Thursday 17 September 2009

NOTE: Be Of Good Type (Revisited)

I love it when one discovery leads to another. In my previous blog entry I highlighted SAS V9.2's new NESTED argument for the DATA statement. Given that it's a new argument, I wouldn't expect it to work in previous versions of SAS, but it's always worth trying these things because often they were available in older versions of the software, albeit undocumented and unsupported. What did I discover when I tried NESTED in V9.1.3? It didn't work, but the error message told me of other DATA statement arguments I'd never come across before!

ERROR 22-322: Syntax error, expecting one of the following: BUFFERED, MISSOPT, NOMISSOPT, NONOTE2ERR, NOPASSTHRU, NOPMML, NOTE2ERR, PASSTHRU, PGM, PMML, UNBUFFERED, VIEW.

Whilst I recognised VIEW and a couple of others, I had to look-up the others in SAS documentation. I didn't find most of them, so I used Google. The most intriguing results were for (NO)NOTE2ERR.

Back in issue 7 ("SAS With Style") and issue 8 ("Be Of Good Type") of our NOTE: newsletter we spoke of good programming practice, namely the proper and consistent usage of character and numeric variables and values. We offered the following code as a typical example of sloppy programming that wouldn't be accepted by most other program compilers/interpreters:

14 data _null_;
15 x = 1;
16 y = 'Day#' !! x;
17 z = 'Day#' !! left(x);
18 put x= y= z=;
19 run;

NOTE: Numeric values have been converted to character values at the places given by:
(Line):(Column).
16:17 17:22

x=1 y=Day# 1 z=Day#1


In the code shown above, X is numeric yet it's being used as an operand of the character-only concatenation operator (!!) and as a parameter of the character-only LEFT function. Most compilers/interpreters would refuse to allow this type mis-matching, but SAS tries to be helpful, assumes you know what you're doing and does an autoamtic type-conversion for you. This is sloppy programming and many SAS shops won't allow code to be shipped if it includes this kind of coding.

Well, imagine my surprise when I discovered that the NOTE2ERR argument for the DATA statement tells SAS that you don't want sloppy programming allowed and you want an error message if any is found! Quite simply, if we specify data _null_ / note2err; in the preceding code, we'll get an error message instead of a note. It seems that NOTE2ERR will convert a whole range of notes to errors, all representing (in my opinion) sloppy programming. All of the note messages relate to either a) invalid type (as discussed), b) uninitialised variables, c) division by zero, or d) (in)format not found.

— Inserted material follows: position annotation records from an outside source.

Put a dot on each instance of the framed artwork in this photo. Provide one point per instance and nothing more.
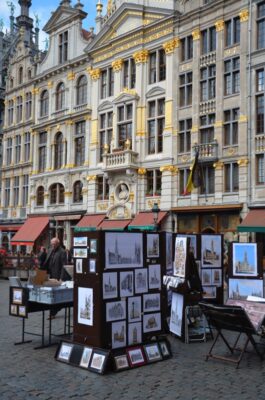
(154, 276)
(245, 259)
(123, 250)
(152, 322)
(93, 246)
(152, 352)
(85, 306)
(126, 284)
(65, 351)
(151, 302)
(110, 286)
(115, 310)
(240, 289)
(79, 265)
(86, 357)
(134, 308)
(211, 251)
(17, 295)
(99, 360)
(135, 356)
(134, 333)
(80, 241)
(176, 316)
(118, 334)
(152, 245)
(80, 253)
(180, 257)
(140, 277)
(121, 362)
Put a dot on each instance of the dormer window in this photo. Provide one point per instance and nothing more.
(63, 47)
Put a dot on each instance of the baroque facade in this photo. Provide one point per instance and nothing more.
(118, 115)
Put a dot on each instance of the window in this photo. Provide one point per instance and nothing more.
(57, 193)
(208, 82)
(185, 89)
(156, 124)
(208, 40)
(232, 76)
(125, 115)
(157, 66)
(153, 182)
(60, 96)
(16, 191)
(19, 108)
(231, 177)
(129, 74)
(17, 149)
(231, 127)
(58, 151)
(260, 169)
(80, 131)
(186, 47)
(44, 103)
(105, 131)
(107, 83)
(81, 90)
(28, 105)
(77, 192)
(26, 146)
(261, 25)
(42, 151)
(102, 188)
(232, 31)
(63, 47)
(40, 196)
(184, 135)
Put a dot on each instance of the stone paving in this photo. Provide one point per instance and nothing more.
(35, 374)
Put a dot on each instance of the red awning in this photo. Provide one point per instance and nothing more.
(114, 224)
(30, 231)
(145, 221)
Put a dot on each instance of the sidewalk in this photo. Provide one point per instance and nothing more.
(35, 374)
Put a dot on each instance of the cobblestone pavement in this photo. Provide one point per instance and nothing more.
(35, 374)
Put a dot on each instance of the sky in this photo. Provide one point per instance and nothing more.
(43, 9)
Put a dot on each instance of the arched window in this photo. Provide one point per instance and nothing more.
(58, 151)
(40, 196)
(60, 96)
(81, 90)
(77, 192)
(57, 193)
(44, 103)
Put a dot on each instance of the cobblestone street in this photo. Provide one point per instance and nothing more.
(35, 374)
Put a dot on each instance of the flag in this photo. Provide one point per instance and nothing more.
(194, 179)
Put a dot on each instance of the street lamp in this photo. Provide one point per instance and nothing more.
(155, 211)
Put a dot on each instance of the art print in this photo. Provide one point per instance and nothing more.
(118, 334)
(134, 333)
(124, 250)
(180, 257)
(245, 259)
(80, 241)
(86, 357)
(141, 283)
(126, 284)
(176, 314)
(152, 322)
(85, 306)
(211, 251)
(152, 245)
(110, 287)
(115, 310)
(154, 276)
(151, 302)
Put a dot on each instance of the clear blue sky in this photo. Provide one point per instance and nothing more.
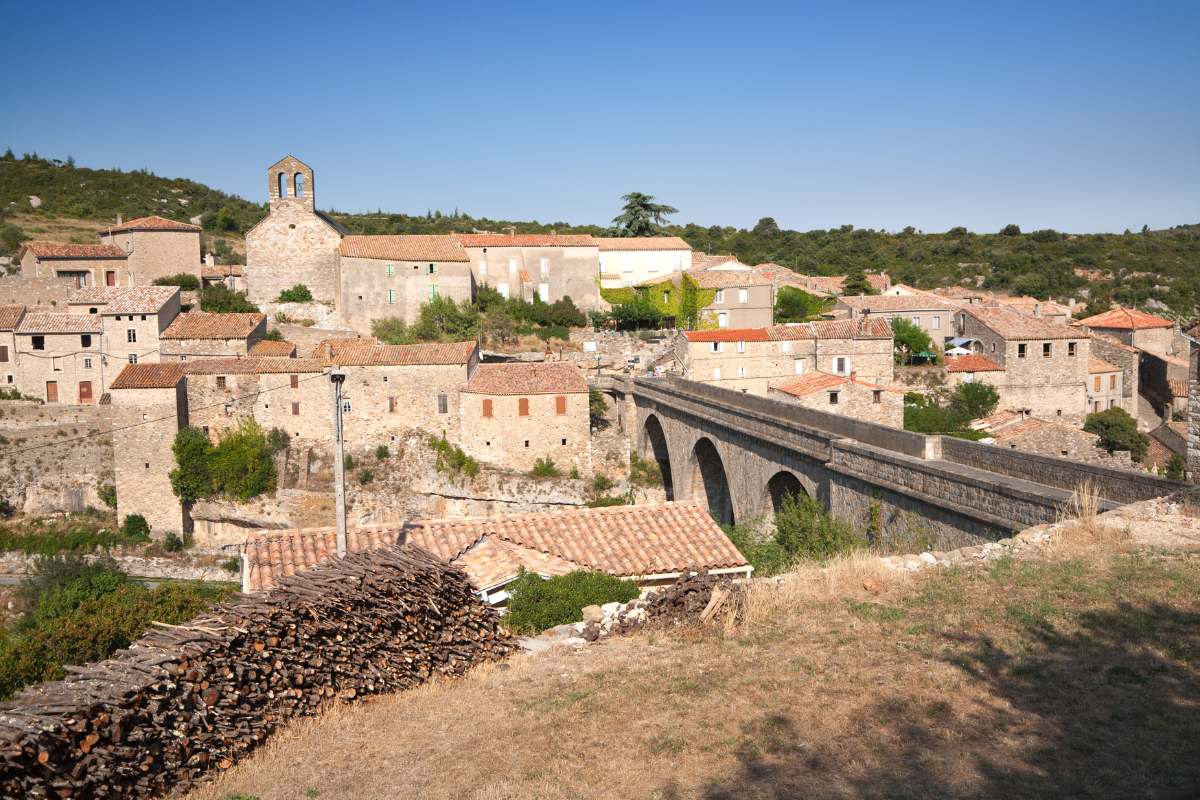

There's a rider here. The option is undocumented and hence unsupported by SAS (even in V9.2). If, like me, you don't like putting unsupported code into production, you might consider using NOTE2ERR in some of your testing instead.

The suggestion of using the option in some of your test runs is made more practical by the fact that the option can be applied globally with the OPTIONS statement... options dsoptions="note2err"; so you don't need to apply it to each individual DATA step.

Finally, you need to be aware that some SAS procedures use the DATA step underneath the covers. PROC REPORT is an example. If you set the NOTE2ERR option using the OPTIONS statement, it will influence the behaviour of PROC REPORT and others that use the DATA step.

So, what are those other undocumented DATA statement arguments? I don't know but I'm guessing they're used by SAS solutions and/or procedures. And, why hasn't NOTE2ERR been documented and supported?... I'll have to do some digging and save the answer for another day.